FOR THE PHOTOGRAPHER
For the photographer, there are numerous opportunities both inside and out. Photograph the exterior façade of the building from both the Rialto Bridge and the opposite side of the Grand Canal. Look for architectural details on the exterior of the building, especially the front entrance.
Photograph the internal courtyard from the ground level as well as from the floors above. Look for the juxtapositions of old and new to photograph.
Photograph details of the displays on the various floors and in the food shops.
From the panorama terrace, photograph Venice from 360 degrees. Take a panoramic shot to include both sides of the Grand Canal. Photograph the traffic on the Canal.

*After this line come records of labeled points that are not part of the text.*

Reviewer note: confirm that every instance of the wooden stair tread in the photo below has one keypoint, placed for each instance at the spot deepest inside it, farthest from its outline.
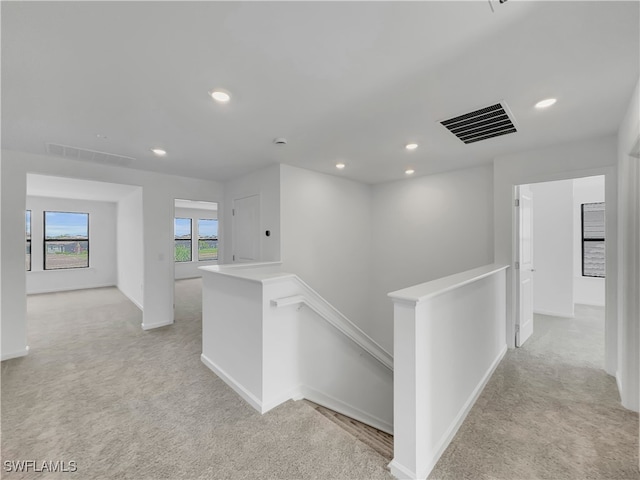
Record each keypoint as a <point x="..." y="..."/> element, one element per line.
<point x="381" y="442"/>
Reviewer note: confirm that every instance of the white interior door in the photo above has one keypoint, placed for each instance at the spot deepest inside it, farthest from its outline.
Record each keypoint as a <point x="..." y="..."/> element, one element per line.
<point x="524" y="266"/>
<point x="246" y="229"/>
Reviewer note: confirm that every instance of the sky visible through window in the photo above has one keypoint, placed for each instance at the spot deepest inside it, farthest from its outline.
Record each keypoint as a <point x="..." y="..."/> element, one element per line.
<point x="64" y="224"/>
<point x="182" y="227"/>
<point x="207" y="228"/>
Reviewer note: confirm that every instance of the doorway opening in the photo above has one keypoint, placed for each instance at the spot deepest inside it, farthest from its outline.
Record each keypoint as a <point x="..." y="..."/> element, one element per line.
<point x="560" y="269"/>
<point x="81" y="235"/>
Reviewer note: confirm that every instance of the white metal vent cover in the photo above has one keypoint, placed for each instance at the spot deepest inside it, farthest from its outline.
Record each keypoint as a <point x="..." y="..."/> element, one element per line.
<point x="482" y="124"/>
<point x="76" y="153"/>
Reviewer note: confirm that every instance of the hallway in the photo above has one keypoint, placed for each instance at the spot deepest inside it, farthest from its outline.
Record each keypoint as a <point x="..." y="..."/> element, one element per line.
<point x="549" y="412"/>
<point x="124" y="403"/>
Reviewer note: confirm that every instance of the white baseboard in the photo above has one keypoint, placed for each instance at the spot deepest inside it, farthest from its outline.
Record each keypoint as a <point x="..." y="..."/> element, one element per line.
<point x="293" y="394"/>
<point x="553" y="314"/>
<point x="249" y="397"/>
<point x="69" y="289"/>
<point x="19" y="353"/>
<point x="151" y="326"/>
<point x="619" y="383"/>
<point x="345" y="409"/>
<point x="131" y="299"/>
<point x="401" y="471"/>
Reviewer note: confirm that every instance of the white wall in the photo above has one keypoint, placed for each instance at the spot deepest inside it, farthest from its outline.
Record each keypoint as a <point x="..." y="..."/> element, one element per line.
<point x="587" y="290"/>
<point x="553" y="244"/>
<point x="326" y="228"/>
<point x="425" y="228"/>
<point x="266" y="183"/>
<point x="159" y="192"/>
<point x="190" y="269"/>
<point x="628" y="299"/>
<point x="130" y="244"/>
<point x="102" y="247"/>
<point x="589" y="157"/>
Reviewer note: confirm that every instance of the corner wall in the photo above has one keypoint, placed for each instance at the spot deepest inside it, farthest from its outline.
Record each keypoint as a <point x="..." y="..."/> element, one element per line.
<point x="326" y="227"/>
<point x="102" y="247"/>
<point x="584" y="158"/>
<point x="159" y="192"/>
<point x="425" y="228"/>
<point x="130" y="244"/>
<point x="628" y="299"/>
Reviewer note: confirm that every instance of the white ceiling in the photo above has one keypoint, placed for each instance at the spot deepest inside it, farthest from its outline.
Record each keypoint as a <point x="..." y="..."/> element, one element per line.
<point x="348" y="81"/>
<point x="62" y="187"/>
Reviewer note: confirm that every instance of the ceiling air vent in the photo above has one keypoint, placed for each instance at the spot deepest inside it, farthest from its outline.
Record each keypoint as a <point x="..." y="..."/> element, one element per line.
<point x="76" y="153"/>
<point x="481" y="124"/>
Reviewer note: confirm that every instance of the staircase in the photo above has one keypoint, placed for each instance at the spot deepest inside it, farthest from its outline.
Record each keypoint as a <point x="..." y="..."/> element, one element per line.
<point x="380" y="441"/>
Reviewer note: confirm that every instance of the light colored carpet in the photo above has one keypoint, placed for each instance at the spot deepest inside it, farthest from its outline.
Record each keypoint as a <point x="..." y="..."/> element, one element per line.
<point x="129" y="404"/>
<point x="548" y="412"/>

If you can reserve a sunset time slot, this is a magical photograph to take.
Tripods are not allowed.
The Fondaco dei Tedeschi provides a unique opportunity to photograph Venice from a heretofore unknown vista over the city. It also offers a different restaurant experience, as well as the chance to shop for souvenirs of your visit.
IF YOU GO
The Fondaco dei Tedeschi is at the bottom of the Rialto bridge on the San Marco side of the Grand Canal. ( Fondaco dei Tedeschi, Calle del Fontego dei Tedeschi, Rialto Bridge). It is generally open from 1000 to 2000.
To book a visit to the panorama terrace, go to the website and scroll down to reserve a time slot.
The AMO restaurant is open from 1000 to 2200 daily. Tel +39-0410241-2823.